Sport-related sudden cardiac death (SRSCD) is a tragedy. At any age and under any circumstances. But when it happens to young athletes, it is that much more perplexing for cardiologists since these young people represent the epitome of good health and healthy habits. Efforts to identify risks and institute screening programs that can make competitive and recreational sports safer have proven inadequate. Far too many young athletes fall victim to this devastating death.

Today, a cardiac screening is mandatory once a year. But athletes, who in fact suffer symptoms during activity or competition, are more often than not fine when checked later by a physician.

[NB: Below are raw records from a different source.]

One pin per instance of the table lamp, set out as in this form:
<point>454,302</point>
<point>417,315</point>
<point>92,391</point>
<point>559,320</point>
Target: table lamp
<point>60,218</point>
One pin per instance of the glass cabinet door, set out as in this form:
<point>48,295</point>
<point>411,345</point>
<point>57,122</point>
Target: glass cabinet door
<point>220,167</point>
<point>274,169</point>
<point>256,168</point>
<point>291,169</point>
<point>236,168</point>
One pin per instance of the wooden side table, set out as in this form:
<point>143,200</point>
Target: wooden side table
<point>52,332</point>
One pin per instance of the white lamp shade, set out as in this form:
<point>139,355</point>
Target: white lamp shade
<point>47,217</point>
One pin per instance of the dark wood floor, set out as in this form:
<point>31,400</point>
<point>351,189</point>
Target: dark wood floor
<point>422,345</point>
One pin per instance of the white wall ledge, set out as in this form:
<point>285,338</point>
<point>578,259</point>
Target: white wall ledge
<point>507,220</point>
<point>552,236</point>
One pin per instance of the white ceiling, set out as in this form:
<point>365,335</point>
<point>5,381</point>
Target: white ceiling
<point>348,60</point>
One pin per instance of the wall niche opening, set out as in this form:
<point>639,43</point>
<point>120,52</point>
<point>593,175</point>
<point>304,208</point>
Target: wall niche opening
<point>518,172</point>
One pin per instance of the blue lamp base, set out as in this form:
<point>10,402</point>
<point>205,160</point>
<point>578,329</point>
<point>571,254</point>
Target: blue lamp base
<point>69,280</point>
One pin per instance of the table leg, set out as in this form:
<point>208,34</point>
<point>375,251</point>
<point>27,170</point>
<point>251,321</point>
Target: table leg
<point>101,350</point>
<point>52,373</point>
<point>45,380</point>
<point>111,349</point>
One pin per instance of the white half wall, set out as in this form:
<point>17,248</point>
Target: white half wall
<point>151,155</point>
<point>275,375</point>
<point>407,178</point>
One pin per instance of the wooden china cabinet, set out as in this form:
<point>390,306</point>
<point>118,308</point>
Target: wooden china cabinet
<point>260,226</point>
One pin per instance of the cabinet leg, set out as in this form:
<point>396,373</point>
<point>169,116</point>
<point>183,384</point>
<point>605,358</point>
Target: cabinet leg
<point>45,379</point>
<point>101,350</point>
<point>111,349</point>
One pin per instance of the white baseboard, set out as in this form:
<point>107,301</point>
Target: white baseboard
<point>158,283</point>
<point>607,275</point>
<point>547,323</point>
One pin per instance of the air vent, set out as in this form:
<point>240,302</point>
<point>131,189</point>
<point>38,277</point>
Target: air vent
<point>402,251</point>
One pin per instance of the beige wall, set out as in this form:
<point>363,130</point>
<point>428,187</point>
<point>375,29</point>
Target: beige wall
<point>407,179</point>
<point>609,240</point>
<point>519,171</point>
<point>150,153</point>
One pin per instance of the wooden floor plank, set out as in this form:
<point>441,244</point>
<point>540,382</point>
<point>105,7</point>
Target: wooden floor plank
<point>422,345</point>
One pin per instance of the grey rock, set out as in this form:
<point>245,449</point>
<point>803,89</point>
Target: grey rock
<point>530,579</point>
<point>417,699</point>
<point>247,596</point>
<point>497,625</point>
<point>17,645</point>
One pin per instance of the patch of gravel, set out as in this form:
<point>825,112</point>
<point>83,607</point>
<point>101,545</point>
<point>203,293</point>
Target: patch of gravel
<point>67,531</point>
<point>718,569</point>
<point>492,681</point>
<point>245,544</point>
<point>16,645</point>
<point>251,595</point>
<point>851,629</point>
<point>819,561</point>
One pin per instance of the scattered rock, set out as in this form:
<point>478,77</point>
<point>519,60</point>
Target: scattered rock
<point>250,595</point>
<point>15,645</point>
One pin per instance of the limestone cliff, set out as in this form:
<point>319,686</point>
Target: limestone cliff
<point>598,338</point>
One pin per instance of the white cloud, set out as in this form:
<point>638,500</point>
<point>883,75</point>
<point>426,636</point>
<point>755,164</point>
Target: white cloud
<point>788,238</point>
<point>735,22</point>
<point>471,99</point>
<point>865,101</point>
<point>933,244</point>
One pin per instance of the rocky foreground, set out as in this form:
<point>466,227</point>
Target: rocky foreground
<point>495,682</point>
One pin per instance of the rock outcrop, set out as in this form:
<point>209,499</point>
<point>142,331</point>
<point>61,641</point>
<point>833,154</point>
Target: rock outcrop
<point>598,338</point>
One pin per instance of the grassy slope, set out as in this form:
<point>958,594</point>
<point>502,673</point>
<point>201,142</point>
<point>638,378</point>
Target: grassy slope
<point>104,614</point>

The trick is to identify the risk of an impending sport-related sudden cardiac event before it happens. Dr. Agnese Sbrollini, a biomedical engineer at Università Politecnica delle Marche working under the guidance of Prof. Laura Burattini envisioned a system that leverages the diagnostic power of the data collected from the wearable sensors athletes use to monitor to improve performance. This data is comparable in quality to data derived from clinical medical equipment.

Sensors for prevention

Her idea is relatively straightforward. These reliable wearable sensors are used to collect many cardiovascular indices, such as heart rate and electrocardiographic signal during sports activities. Data is then transmitted by Bluetooth or WiFi via a mobile app, and then to a cloud platform. In this case, the GARR Consortium Cloud Infrastructure. This guarantees secure transfer. Data is appropriately cataloged in Cloud: the history of each athlete is organized to be easily accessible to athletes or authorized third parties, like coaches or clinicians. The cloud-based platform developed by the research team then analyses the cardiovascular data and computes the main clinical indices of sport-related sudden cardiac death risk — heart rate analysis or the electrocardiographic QT interval. Analysis of indices generates output that determines low risk, medium risk or high risk. The athlete, coach, or instructor can then take appropriate action.

The system is extremely user-friendly because it is based on technologies that athletes already use and are familiar with, like wearable sensors and a smartphone app. It does not disturb their regular practice or competitive routine. It is also quite scalable. The underlying technology is not expensive, making it a feasible alternative to many professional or amateur athletes.

Preliminary pilot data of approximately 100 athletes already uncovered two cases of heart disease. Ongoing research is expanding the database and will certainly help uncover more. In addition, the commercial implications for the platform are promising indeed.

Enabling infrastructure and cloud platform from the GARR Consortium

Dr. Sbrollini is a Consortium GARR fellowship student in the Orio Carlini Scholarship Program. Now in the second year of the scholarship, work is in high gear to perfect the app and adapt it to real-time deployment. The support from the GARR Consortium allows the team to build any VRs and includes access to many licenses necessary. In addition, use of the GARR Consortium Cloud Infrastructure helps keep this work in an academic setting, where collaboration with leading researchers and medical schools across several continents is possible.

The GARR Consortium is helping researchers like Dr. Sbrollini develop innovative ideas and apply them to make an impact, and promise a safer, healthier future for aspiring young athletes.